Birthing Ayurveda: Week 30—Slow Down!
Welcome to Birthing Ayurveda, where we follow one woman's pregnancy experience week by week—from a positive home pregnancy test all the way to delivery.
If you read the last blog, you know that vata has been on my mind. My dear friend called me this week (so timely!) to share some advice that my brother-in-law gave her around this time during her pregnancy. We both are quite similar in our personalities in that we love to work and like to always be on the move.
He told her to slow down.
She said she simply started to go in to work about an hour later and wrapped up about an hour earlier. She used the time to do yoga, cook a nice breakfast, read. And because of that, she cherishes those last few months of her pregnancy. She reflects on it fondly as a time where she really connected to being a mother, felt a deeper connection to her child, and felt more grounded and rooted in welcoming the changes to come.

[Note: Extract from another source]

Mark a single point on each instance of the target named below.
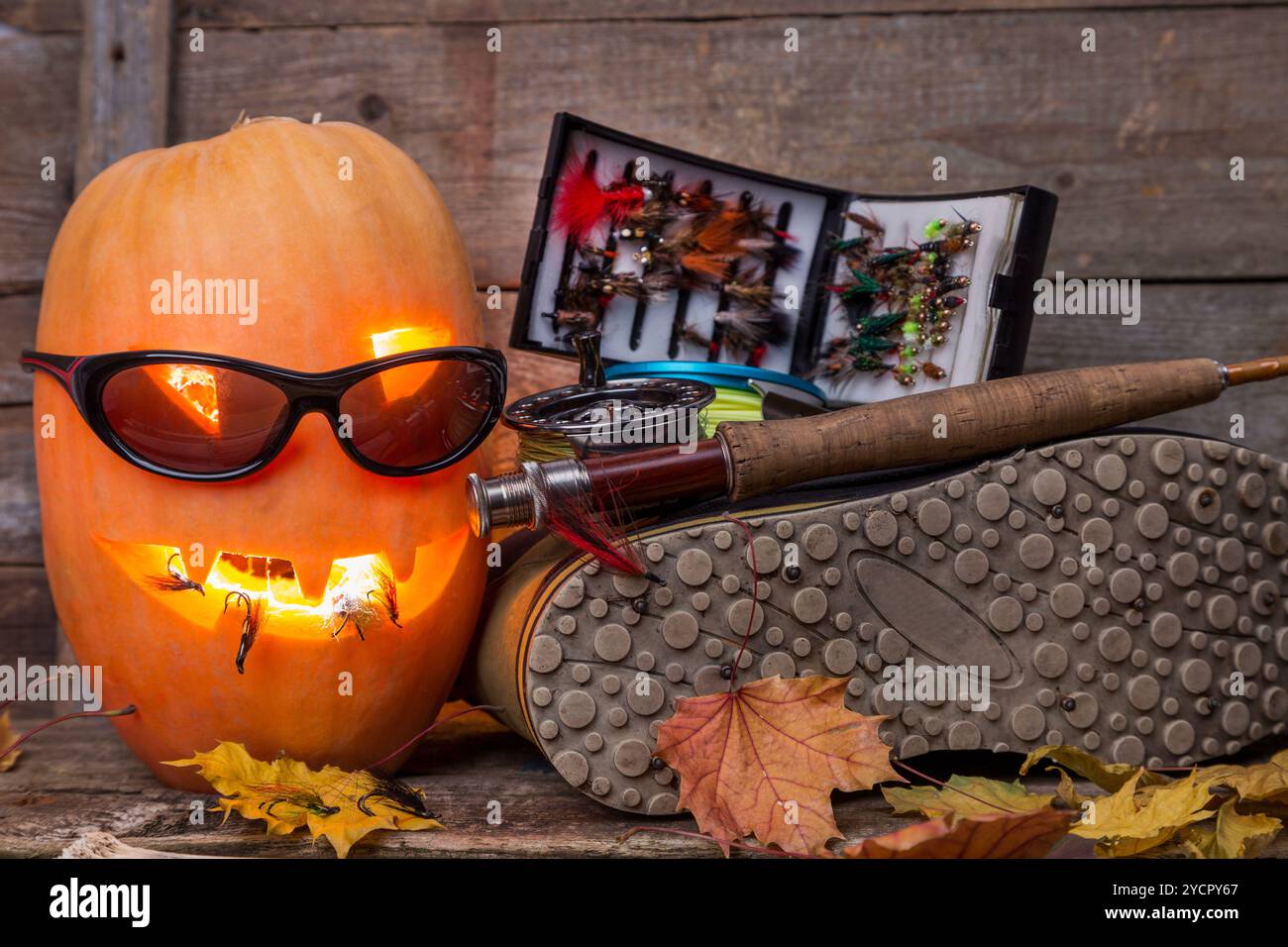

As karma would have it, this was very timely for me. My conferences were done, major projects were wrapped up, and all I had to work on was mostly getting things in line and setting everything up before I head out for maternity leave in a few months. So it was totally doable.
I felt rooted, grounded, content, connected, expansive, and just overall joyous. I listened to my body more. I really felt connected to the idea of being a mother and could (finally!) envision myself spending time at home with my baby, enjoying cooking for the baby, reading to the baby, singing to the baby. For me this was huge since I realized I still carry guilt for not connecting to this idea, particularly early on in the pregnancy.
I also started the nesting process. I have my shopping list ready, I organized my closet, and have begun thinking about what needs to be done around the house.
You have to slow down to shift mentally and physically. It takes time to process and digest and then act thoughtfully.
Enjoy the rest of your pregnancy. I am realizing how quickly this precious time is flying by—time that will never come back.